Two recent studies identified a signaling pathway that regulates β cell regeneration and could be targeted for new therapies. β cells, which produce insulin, are destroyed by the immune system in people with type 1 diabetes and may not function normally in people with type 2 diabetes. Identifying ways to replace the β cells and restore insulin-producing capacity could benefit people with type 1 or type 2 diabetes, and is a major goal of research. One approach to replace β cells is through regeneration, such as by coaxing existing β cells, which reside in the pancreas, to proliferate and generate new β cells. In particular, small molecules that could promote β cell regeneration could be therapeutically useful, particularly if they had limited off-target effects and could be taken orally. Toward the goal of identifying such small molecules, two different research groups participating in the Beta Cell Biology Consortium conducted screens to identify small molecules that enhanced β cell regeneration.
In one study, researchers screened over 7,000 small molecule compounds in a zebrafish model in which β cells were partially destroyed through genetic manipulation. They identified five compounds that doubled the number of β cells in the animals. Interestingly, four of the five compounds targeted the same cellular pathway—the adenosine signaling pathway. Further experiments focused on the most potent compound, called NECA. NECA was found to promote β cell proliferation specifically, without significantly affecting proliferation of other pancreatic cell types (e.g., glucagon-producing cells) or cells in other tissues (e.g., liver, gut). To determine whether NECA had a similar effect in mammals, the researchers studied an adult mouse model of diabetes in which β cells were depleted. After 15 days, β cell mass was 8-fold larger in the NECA treated mice compared to control mice, suggesting that NECA promotes β cell regeneration in the mouse model as well.
In a separate study, researchers developed a high-throughput small molecule screening system using rat islets, and used that experimental platform to screen about 850 compounds for their ability to increase β cell proliferation. Two compounds increased β cell proliferation 2 to 3 fold above control levels; the compounds also increased β cell proliferation in mouse and pig islets. Both of the compounds are inhibitors of adenosine kinase, an enzyme in the adenosine signaling pathway. They tested one of the compounds in mice, and it increased β cell proliferation but did not affect proliferation of other cell types tested, suggesting that inhibiting adenosine kinase may selectively promote β cell proliferation.

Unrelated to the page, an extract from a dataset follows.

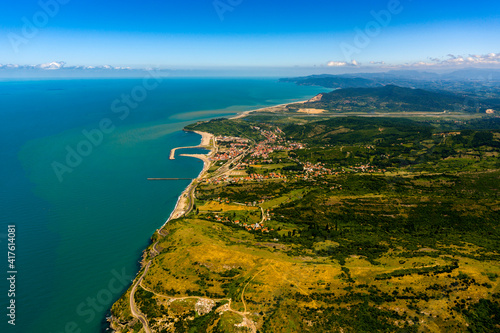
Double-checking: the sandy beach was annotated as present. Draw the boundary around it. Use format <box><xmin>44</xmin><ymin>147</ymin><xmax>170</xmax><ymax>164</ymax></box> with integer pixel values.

Both studies point to the adenosine signaling pathway as a key regulator of β cell regeneration. The preliminary results with the compounds tested in these studies are promising because they may promote β cell proliferation selectively, which would be critically important in any therapy used in people. The research suggests that therapies targeting this pathway could potentially be used to promote β cell regeneration to treat diabetes.
Andersson O, Adams BA, Yoo D, et al. Adenosine signaling promotes regeneration of pancreatic β cells in vivo. Cell Metab 15: 885 894, 2012.
Annes JP, Ryu JH, Lam K, et al. Adenosine kinase inhibition selectively promotes rodent and porcine islet β cell replication. Proc Natl Acad Sci USA 109: 3915 3920, 2012.